Hi,
Sorry for the slow response, I was working on a possible workaround for this issue and I just got a chance to come to this just now.
In general there are really few gadget drivers that would cause this issue depending of its implementation, the easier is to replicate it with the g_webcam driver. For getting the g_webcam driver working you need lot of changes to add the bulk support, however this is not mandatory to replicate the issue so I can give you an easy way to do so.
In order to make the g_webcam driver to pass the endpoint allocation stage and jump to the usb_gadget_connect call you only need to apply the following patch (debug_uvc.patch.txt (1.2 KB) )
After you applied the patch and rebuild your kernel just copy your new kernel image and modules to your Jetson board. In my case, I am using a Jetson TX2 with JP 4.3, however, this issue should be present on any other Jetson board.

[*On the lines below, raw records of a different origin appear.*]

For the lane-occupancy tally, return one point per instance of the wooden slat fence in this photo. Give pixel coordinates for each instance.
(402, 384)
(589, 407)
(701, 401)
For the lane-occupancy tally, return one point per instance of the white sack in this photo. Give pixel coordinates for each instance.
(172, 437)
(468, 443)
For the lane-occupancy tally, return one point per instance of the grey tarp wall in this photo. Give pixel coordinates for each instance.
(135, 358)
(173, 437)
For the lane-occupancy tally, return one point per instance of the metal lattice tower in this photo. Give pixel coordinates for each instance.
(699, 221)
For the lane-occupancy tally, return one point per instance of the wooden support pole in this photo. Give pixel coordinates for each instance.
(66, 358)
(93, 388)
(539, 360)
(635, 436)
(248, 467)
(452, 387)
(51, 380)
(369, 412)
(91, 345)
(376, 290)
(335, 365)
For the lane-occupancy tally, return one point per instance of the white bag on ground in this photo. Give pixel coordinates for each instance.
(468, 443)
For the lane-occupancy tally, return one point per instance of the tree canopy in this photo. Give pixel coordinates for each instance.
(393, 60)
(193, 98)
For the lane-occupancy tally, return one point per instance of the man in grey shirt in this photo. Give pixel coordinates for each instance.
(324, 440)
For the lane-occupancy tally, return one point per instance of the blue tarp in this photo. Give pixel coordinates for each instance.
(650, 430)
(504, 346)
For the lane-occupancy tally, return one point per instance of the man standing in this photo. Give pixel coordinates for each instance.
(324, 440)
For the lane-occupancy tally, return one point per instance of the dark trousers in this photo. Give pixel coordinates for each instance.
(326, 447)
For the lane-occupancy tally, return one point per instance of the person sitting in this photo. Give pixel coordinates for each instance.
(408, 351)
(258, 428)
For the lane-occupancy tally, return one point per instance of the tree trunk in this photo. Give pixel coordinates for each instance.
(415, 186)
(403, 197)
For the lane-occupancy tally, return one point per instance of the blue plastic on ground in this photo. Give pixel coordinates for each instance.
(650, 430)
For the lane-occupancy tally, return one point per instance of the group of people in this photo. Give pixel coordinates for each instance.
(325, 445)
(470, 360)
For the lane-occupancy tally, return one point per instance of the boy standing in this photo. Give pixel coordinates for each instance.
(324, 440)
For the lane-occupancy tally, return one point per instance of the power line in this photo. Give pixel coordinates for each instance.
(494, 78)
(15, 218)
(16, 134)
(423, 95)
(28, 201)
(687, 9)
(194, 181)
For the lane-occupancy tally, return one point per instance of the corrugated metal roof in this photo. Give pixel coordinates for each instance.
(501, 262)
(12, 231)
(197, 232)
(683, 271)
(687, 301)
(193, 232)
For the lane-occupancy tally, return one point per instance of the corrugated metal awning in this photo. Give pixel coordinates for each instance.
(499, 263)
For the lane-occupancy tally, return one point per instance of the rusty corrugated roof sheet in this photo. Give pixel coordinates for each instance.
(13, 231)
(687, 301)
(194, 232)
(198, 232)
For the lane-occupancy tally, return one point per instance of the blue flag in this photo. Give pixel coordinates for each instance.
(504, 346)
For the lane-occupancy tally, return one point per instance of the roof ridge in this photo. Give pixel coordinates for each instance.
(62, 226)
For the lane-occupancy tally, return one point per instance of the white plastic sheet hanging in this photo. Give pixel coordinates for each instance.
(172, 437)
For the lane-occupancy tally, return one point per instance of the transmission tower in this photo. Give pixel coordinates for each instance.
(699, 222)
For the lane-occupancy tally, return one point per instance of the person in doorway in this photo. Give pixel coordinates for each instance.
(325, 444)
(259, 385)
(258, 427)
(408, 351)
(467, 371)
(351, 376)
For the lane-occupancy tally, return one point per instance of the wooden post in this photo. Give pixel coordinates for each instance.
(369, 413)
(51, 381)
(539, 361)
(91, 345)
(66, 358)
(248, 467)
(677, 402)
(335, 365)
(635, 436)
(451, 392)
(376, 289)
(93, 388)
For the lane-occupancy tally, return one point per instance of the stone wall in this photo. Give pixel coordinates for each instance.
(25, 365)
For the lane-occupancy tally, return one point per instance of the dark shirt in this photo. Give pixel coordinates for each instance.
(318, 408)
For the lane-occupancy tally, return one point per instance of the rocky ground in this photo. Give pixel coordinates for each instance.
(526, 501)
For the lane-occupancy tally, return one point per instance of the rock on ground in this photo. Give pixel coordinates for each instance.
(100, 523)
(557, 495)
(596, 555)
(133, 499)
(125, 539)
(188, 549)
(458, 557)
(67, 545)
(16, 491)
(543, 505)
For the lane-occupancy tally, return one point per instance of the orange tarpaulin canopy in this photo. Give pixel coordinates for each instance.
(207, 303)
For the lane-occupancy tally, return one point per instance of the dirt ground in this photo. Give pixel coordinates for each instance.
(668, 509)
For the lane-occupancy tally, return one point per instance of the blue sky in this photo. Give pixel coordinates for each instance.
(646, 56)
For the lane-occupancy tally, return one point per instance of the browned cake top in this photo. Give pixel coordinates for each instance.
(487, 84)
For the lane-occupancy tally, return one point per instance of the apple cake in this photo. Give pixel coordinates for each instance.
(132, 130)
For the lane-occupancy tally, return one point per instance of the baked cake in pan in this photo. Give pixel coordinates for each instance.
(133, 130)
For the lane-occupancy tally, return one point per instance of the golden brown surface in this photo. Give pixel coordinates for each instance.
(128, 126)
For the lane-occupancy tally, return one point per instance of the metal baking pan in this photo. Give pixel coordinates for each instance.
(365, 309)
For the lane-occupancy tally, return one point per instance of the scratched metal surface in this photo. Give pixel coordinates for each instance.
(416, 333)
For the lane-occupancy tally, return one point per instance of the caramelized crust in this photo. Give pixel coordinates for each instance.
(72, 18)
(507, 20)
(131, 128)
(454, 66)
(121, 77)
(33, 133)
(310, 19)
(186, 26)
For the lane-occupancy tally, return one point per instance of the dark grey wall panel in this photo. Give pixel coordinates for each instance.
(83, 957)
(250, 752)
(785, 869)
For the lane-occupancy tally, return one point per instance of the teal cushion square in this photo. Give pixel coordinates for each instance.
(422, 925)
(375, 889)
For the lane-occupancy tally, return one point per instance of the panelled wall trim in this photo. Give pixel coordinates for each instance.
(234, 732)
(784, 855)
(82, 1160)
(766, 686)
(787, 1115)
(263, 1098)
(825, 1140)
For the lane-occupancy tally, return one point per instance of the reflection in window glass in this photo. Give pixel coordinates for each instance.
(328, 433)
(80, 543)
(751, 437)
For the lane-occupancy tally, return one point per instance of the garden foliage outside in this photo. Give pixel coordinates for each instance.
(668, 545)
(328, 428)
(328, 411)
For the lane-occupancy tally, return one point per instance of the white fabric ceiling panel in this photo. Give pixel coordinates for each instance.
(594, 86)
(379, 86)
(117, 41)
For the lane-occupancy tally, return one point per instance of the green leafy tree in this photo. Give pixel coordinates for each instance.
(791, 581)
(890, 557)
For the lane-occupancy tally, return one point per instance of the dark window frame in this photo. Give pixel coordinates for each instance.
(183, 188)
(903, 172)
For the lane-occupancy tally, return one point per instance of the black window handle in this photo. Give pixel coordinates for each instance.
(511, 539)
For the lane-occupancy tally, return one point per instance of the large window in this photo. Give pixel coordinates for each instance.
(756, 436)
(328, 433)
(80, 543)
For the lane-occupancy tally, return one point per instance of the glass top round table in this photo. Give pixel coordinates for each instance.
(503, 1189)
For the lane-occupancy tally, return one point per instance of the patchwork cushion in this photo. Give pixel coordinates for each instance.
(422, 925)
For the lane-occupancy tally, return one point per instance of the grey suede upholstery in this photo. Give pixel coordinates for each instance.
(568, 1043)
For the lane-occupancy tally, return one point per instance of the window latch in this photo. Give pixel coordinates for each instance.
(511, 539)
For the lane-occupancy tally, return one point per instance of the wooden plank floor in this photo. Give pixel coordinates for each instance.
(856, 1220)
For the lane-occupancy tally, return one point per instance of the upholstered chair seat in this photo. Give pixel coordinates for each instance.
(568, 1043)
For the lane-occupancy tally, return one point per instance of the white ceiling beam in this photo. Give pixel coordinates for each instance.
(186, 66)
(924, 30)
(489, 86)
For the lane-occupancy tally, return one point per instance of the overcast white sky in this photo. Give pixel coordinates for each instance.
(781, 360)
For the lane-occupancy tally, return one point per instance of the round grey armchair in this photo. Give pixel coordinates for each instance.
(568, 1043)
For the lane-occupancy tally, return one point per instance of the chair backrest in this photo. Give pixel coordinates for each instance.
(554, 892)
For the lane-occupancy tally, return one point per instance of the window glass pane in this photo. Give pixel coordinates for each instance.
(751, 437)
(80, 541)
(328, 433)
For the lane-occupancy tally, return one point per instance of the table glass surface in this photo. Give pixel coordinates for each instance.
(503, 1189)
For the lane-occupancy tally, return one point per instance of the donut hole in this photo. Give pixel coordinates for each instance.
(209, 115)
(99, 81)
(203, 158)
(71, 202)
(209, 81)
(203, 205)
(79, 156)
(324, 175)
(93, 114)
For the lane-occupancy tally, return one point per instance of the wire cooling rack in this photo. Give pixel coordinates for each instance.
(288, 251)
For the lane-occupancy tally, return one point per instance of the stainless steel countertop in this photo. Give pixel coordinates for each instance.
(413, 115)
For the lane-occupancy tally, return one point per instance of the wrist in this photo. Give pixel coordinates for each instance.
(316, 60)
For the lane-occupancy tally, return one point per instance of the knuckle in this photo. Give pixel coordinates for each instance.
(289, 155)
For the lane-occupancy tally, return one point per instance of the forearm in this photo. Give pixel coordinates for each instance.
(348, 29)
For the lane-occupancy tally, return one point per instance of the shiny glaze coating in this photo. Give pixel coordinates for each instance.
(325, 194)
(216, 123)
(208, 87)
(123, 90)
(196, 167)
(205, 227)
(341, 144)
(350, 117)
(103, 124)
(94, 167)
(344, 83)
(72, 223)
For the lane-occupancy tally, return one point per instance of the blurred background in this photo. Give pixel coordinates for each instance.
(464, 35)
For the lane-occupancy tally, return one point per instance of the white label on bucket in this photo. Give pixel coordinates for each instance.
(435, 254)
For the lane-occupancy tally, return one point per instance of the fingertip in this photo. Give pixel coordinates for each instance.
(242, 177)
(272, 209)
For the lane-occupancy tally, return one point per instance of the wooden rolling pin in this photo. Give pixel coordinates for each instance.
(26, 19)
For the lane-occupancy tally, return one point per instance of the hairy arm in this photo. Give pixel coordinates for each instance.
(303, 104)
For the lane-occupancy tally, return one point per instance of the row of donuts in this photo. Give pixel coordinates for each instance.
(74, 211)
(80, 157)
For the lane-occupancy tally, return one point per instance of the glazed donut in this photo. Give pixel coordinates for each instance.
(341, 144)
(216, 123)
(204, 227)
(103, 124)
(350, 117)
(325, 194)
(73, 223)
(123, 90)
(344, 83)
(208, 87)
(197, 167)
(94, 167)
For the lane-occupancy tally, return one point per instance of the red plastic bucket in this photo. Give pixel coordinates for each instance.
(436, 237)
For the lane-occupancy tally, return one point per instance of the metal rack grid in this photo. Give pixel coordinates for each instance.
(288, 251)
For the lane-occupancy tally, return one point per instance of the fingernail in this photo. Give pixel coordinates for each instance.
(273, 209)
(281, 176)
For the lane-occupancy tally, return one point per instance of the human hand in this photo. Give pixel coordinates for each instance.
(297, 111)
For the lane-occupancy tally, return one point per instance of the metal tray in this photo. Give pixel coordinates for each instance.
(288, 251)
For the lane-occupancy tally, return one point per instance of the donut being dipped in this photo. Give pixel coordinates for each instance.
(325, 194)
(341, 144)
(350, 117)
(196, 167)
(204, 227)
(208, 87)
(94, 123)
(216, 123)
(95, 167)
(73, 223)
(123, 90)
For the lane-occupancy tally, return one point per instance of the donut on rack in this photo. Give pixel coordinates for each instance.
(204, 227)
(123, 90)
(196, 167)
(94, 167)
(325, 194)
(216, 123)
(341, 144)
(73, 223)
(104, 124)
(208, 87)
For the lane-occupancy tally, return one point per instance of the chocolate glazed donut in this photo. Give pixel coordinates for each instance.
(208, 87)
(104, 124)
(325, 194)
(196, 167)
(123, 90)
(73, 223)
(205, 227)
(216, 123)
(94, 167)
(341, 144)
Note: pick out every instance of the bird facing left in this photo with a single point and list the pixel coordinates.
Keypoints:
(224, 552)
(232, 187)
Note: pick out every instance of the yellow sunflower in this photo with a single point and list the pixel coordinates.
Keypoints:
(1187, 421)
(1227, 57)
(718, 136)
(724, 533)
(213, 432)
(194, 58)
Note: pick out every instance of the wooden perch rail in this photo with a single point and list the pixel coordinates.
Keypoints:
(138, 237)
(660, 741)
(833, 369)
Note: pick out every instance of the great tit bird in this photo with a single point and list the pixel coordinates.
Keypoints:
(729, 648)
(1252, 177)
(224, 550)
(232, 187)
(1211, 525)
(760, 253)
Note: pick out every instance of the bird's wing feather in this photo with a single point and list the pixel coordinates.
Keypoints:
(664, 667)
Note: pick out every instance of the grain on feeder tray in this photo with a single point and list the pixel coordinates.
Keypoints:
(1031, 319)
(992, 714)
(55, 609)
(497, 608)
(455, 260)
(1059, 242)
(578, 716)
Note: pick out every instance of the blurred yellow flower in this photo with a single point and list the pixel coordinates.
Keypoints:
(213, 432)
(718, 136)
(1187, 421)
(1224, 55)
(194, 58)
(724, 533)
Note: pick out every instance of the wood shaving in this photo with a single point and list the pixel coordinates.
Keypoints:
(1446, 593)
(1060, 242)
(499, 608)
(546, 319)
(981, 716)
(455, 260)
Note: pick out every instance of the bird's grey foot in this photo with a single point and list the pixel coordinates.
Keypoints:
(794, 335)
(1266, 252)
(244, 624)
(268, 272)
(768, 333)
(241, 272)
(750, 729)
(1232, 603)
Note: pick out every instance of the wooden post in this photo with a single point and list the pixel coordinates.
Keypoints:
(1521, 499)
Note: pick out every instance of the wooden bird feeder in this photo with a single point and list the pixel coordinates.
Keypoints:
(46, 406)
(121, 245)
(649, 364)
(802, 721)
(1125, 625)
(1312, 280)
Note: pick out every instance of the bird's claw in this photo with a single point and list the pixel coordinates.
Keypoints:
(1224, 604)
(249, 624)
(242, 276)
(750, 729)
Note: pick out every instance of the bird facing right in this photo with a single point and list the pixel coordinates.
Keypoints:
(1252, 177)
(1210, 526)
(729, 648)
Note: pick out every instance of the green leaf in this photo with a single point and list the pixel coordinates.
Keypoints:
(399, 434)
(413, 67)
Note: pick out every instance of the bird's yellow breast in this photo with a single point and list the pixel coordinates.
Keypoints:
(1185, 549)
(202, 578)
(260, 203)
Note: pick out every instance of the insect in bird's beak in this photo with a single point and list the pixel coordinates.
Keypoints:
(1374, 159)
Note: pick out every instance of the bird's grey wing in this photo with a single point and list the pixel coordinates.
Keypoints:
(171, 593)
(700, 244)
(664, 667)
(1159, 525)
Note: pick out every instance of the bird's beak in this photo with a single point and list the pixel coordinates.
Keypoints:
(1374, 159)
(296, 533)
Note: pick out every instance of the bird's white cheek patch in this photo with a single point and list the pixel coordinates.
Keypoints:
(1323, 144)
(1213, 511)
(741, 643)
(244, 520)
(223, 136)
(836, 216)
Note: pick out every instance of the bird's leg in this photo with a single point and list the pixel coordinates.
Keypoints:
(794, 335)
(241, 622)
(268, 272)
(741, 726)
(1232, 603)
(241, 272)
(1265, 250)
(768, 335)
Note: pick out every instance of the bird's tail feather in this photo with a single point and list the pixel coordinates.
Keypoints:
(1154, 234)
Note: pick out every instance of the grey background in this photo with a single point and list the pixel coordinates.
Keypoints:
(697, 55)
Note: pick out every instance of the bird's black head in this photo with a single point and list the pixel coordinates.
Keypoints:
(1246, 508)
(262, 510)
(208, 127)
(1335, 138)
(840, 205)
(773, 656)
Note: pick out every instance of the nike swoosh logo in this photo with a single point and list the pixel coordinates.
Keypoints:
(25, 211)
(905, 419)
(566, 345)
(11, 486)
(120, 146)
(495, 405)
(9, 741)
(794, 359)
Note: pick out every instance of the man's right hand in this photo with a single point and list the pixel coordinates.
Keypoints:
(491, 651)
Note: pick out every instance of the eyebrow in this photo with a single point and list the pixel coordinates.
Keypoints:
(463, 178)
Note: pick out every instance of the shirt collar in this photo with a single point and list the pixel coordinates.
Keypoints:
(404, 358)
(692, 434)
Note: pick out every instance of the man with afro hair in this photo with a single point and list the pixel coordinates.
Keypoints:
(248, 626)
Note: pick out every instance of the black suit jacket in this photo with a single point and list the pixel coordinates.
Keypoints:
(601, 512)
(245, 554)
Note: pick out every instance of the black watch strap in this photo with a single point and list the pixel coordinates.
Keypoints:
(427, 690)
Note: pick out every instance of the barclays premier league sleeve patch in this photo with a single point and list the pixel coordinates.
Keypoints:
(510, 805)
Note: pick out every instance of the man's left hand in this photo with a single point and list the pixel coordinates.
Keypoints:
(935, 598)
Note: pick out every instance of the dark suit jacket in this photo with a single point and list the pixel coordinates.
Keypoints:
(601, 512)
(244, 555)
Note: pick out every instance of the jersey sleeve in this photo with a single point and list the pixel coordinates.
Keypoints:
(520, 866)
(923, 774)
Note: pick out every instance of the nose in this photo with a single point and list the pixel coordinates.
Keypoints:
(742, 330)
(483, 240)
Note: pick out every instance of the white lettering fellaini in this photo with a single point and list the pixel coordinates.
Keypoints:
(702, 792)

Start your TX2 without the USB cable connected. Then load the g_webcam module as follows:
sudo modprobe g_webcam
Your board will immediately freeze. However, you can get two different traces if you attach the UART and if you watch the /var/log/kern.log simultaneously. The first kernel log points to possible usage of a non-atomic operation within an interrupt context with no much additional information as shown below:
[ 48.847932] BUG: scheduling while atomic: v4l_id/7172/0x00000002
[ 48.856234] BUG: scheduling while atomic: v4l_id/7172/0x00000000
[ 48.862689] BUG: scheduling while atomic: v4l_id/7172/0x00000002
[ 48.870486] Unable to handle kernel paging request at virtual address 7f9a479ad0
[ 48.877944] Mem abort info:
[ 48.880766] ESR = 0x82000007
[ 48.883854] Exception class = IABT (lower EL), IL = 32 bits
[ 48.889655] SET = 0, FnV = 0
[ 48.892734] EA = 0, S1PTW = 0
[ 48.895942] user pgtable: 4k pages, 39-bit VAs, pgd = ffffffc1e0ff4000
[ 48.902531] [0000007f9a479ad0] *pgd=0000000260d88003, *pud=0000000260d88003, *pmd=0000000262976003, *pte=0000000000000000
[ 48.913627] Internal error: Oops: 82000007 [#1] PREEMPT SMP
[ 48.919208] Modules linked in: g_webcam fuse zram overlay bcmdhd cfg80211 ov5693 spidev nvgpu bluedroid_pm ip_tables x_tables
[ 48.930734] CPU: 0 PID: 7172 Comm: v4l_id Tainted: G W 4.9.140-tegra #32
[ 48.938563] Hardware name: quill (DT)
[ 48.942235] task: ffffffc1db8f0000 task.stack: ffffffc1e2c88000
[ 48.948160] PC is at 0x7f9a479ad0
[ 48.951479] LR is at 0x7f9a40bf24
[ 48.954800] pc : [<0000007f9a479ad0>] lr : [<0000007f9a40bf24>] pstate: 60000000
[ 48.962192] sp : 0000007fd449a930
[ 48.965510] x29: 0000007fd449a930 x28: 0000007f9a52e000
[ 48.970859] x27: 0000000000000000 x26: 0000000000000001
[ 48.976206] x25: 0000007f9a5807a0 x24: 0000007f9a52a5a0
[ 48.981551] x23: 0000007f9a529000 x22: 0000000000000000
[ 48.986895] x21: 0000007f9a526bd0 x20: 0000000000000008
[ 48.992239] x19: 0000000000000008 x18: 0000007f9a52aa70
[ 48.997583] x17: 0000007f9a40c2a8 x16: 000000555b949ec0
[ 49.002928] x15: 0000000000000000 x14: 0000000000000014
[ 49.008272] x13: 3a3d53454954494c x12: 4942415041435f4c
[ 49.013617] x11: 0000007fd449a7c8 x10: 0000000000000000
[ 49.018962] x9 : 0000007f9a4459c8 x8 : 0000000000000040
[ 49.024305] x7 : 3a74757074756f5f x6 : 0000007f9a581a60
[ 49.029648] x5 : 0000007fd449a880 x4 : 0000000000000000
[ 49.034992] x3 : 0000000000000000 x2 : cc9edb72fce62700
[ 49.040335] x1 : 0000000000000000 x0 : 0000000000000000
[ 49.045676]
[ 49.047177] Process v4l_id (pid: 7172, stack limit = 0xffffffc1e2c88000)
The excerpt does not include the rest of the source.